E0 370 Statistical Learning Theory Lecture 20 (Nov 17, 2011) E0 370 Saisical Learning Theory Lecure 0 (ov 7, 0 Online Learning from Expers: Weighed Majoriy and Hedge Lecurer: Shivani Agarwal Scribe: Saradha R Inroducion In his lecure, we will look a he problem of

More information

I. Basic Concepts (Ch. 1-4)

I. Basic Concepts (Ch. 1-4) (Ch. 1-4) A. Real vs. Financial Asses (Ch 1.2) Real asses (buildings, machinery, ec.) appear on he asse side of he balance shee. Financial asses (bonds, socks) appear on boh sides of he balance shee.
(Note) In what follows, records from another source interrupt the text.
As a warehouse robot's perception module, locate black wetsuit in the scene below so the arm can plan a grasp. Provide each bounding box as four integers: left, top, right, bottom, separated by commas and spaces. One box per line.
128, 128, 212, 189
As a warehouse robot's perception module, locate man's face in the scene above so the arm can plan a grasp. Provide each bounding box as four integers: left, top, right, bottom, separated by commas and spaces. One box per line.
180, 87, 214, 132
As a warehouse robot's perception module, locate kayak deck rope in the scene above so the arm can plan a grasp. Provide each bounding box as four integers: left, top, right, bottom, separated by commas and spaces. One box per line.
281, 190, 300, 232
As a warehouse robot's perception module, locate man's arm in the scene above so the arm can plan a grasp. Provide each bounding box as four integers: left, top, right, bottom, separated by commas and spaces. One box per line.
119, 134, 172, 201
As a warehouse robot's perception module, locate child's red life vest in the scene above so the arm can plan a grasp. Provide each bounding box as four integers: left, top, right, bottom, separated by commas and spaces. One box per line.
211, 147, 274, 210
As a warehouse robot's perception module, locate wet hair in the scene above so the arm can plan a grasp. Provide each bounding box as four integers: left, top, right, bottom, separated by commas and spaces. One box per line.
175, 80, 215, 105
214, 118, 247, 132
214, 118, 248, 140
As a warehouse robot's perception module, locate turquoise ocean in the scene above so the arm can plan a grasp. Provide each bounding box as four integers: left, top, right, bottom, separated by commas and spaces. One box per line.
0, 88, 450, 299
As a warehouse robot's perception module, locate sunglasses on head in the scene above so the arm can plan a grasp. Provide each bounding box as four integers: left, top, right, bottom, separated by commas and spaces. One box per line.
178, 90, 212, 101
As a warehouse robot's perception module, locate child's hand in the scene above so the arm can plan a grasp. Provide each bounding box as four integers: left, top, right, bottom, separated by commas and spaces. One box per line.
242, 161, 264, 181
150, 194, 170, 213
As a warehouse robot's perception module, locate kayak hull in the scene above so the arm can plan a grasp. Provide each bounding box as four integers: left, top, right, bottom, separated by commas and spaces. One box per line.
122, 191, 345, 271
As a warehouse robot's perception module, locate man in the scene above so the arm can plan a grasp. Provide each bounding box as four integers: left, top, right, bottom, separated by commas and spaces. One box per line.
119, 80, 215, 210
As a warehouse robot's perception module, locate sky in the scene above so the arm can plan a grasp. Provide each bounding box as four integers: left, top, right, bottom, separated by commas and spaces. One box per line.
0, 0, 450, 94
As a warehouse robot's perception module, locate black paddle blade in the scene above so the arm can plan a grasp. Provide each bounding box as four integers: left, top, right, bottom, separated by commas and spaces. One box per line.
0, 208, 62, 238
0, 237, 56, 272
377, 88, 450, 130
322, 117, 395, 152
Creaing

More information

On the Role of the Growth Optimal Portfolio in Finance

On the Role of the Growth Optimal Portfolio in Finance QUANTITATIVE FINANCE RESEARCH CENTRE QUANTITATIVE FINANCE RESEARCH CENTRE Research Paper 144 January 2005 On he Role of he Growh Opimal Porfolio in Finance Eckhard Plaen ISSN 1441-8010 www.qfrc.us.edu.au

More information

Niche Market or Mass Market?

Niche Market or Mass Market? Niche Marke or Mass Marke? Maxim Ivanov y McMaser Universiy July 2009 Absrac The de niion of a niche or a mass marke is based on he ranking of wo variables: he monopoly price and he produc mean value.

More information

ANALYSIS AND COMPARISONS OF SOME SOLUTION CONCEPTS FOR STOCHASTIC PROGRAMMING PROBLEMS

ANALYSIS AND COMPARISONS OF SOME SOLUTION CONCEPTS FOR STOCHASTIC PROGRAMMING PROBLEMS ANALYSIS AND COMPARISONS OF SOME SOLUTION CONCEPTS FOR STOCHASTIC PROGRAMMING PROBLEMS R. Caballero, E. Cerdá, M. M. Muñoz and L. Rey () Deparmen of Applied Economics (Mahemaics), Universiy of Málaga,

More information

Stock Trading with Recurrent Reinforcement Learning (RRL) CS229 Application Project Gabriel Molina, SUID 5055783

Stock Trading with Recurrent Reinforcement Learning (RRL) CS229 Application Project Gabriel Molina, SUID 5055783 Sock raing wih Recurren Reinforcemen Learning (RRL) CS9 Applicaion Projec Gabriel Molina, SUID 555783 I. INRODUCION One relaively new approach o financial raing is o use machine learning algorihms o preic

More information

BALANCE OF PAYMENTS. First quarter 2008. Balance of payments

BALANCE OF PAYMENTS. First quarter 2008. Balance of payments BALANCE OF PAYMENTS DATE: 2008-05-30 PUBLISHER: Balance of Paymens and Financial Markes (BFM) Lena Finn + 46 8 506 944 09, lena.finn@scb.se Camilla Bergeling +46 8 506 942 06, camilla.bergeling@scb.se

More information

cooking trajectory boiling water B (t) microwave 0 2 4 6 8 101214161820 time t (mins)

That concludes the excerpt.